Un bon moyen de stimuler l’entrepreneuriat serait d’encourager les jeunes à manipuler de l’argent et à faire des comptes « en passant le journal ou en vendant des t-shirts », ajoute M. Taillefer. Toute expérience entrepreneuriale est bonne et devrait être mieux soutenue par le milieu scolaire, dit-il. « Les jeunes loups ont davantage besoin des vieux loups avec des cicatrices que d’un dresseur pour les guider. » M. Bélanger juge que les fonds de capital de risque qui investissent dans les entreprises devraient profiter des mêmes avantages fiscaux que les fonds gérés par des syndicats (FTQ, CSN).
Le présumé « scandale » autour de la gestion des Fonds d’intervention économique régional (FIER) en 2009, a particulièrement irrité Nicolas Bélanger. « Voilà des gens d’affaires qui ont réussi et qui sont prêts à mettre leur propre argent pour en aider d’autres. Et ils ont droit à une très mauvaise presse. Je n’en reviens pas! » Dans son cas, il investit 100 % de son argent dans le Groupe W, et il croit qu’il faudrait encourager les investisseurs qui font de bons coups à faire circuler leur argent dans de nouvelles entreprises, au lieu de taxer leur gain de capital. Charles Sirois avait suggéré la même chose en 2010.
« Je suis allé dans un groupe à HEC Montréal il y a quelque temps, raconte Alexandre Taillefer. J’ai demandé combien parmi eux considéraient la possibilité de démarrer leur entreprise. Deux mains seulement se sont levées. Ça m’a complètement scié! », dit-il. Nicolas Bélanger cite François Gilbert, d’Anges Québec, en disant que « 15?% des investissements sont des coups de circuit ». La réalité est que, dans l’industrie financière, « l’on semble avoir peur de donner de l’argent à de belles entreprises pour qu’elles deviennent des consolidateurs » et que l’on préfère plutôt vendre les parts dès qu’un profit est possible.
La phase d’expansion
M. Bélanger illustre son propos par deux exemples. Le premier est celui d’Acquisio, de Longueuil, entreprise dans laquelle il est actionnaire, tout comme Alexandre Taillefer d’ailleurs.
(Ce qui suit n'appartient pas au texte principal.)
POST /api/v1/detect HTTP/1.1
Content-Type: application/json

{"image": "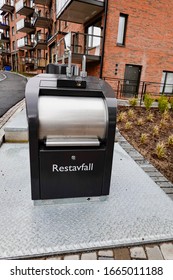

Cette firme en pleine croissance cherche constamment des capitaux, et malheureusement, elle n’arrive pas à trouver des investisseurs au Canada. « C’est insensé de devoir constamment vendre nos meilleurs projets aux Américains! », déplore-t-il.
Deuxième exemple?: Redux Media, de Montréal. Nicolas Bélanger l’a aidé à trouver une autre institution financière quand il a constaté que le premier banquier refusait de lui avancer de nouveaux fonds, sous prétexte qu’elle était sous-capitalisée. « Cet entrepreneur avait une entreprise profitable qui doublait ses revenus chaque année. Il était à 3?M$ de chiffre d’affaires quand il a changé de banquier; il est rendu à 20 M$. »
Mais s’il veut poursuivre son expansion,
M. Bélanger croit qu’il devra trouver des capitaux ailleurs qu’au Québec. « Son entreprise œuvre dans l’économie du monde virtuel; les prêteurs d’ici trouvent ça trop intangible. » Le Fonds Tandem Expansion de Charles Sirois investit justement dans ce type d’entreprises, souligne M. Taillefer, pour les aider à franchir une autre étape.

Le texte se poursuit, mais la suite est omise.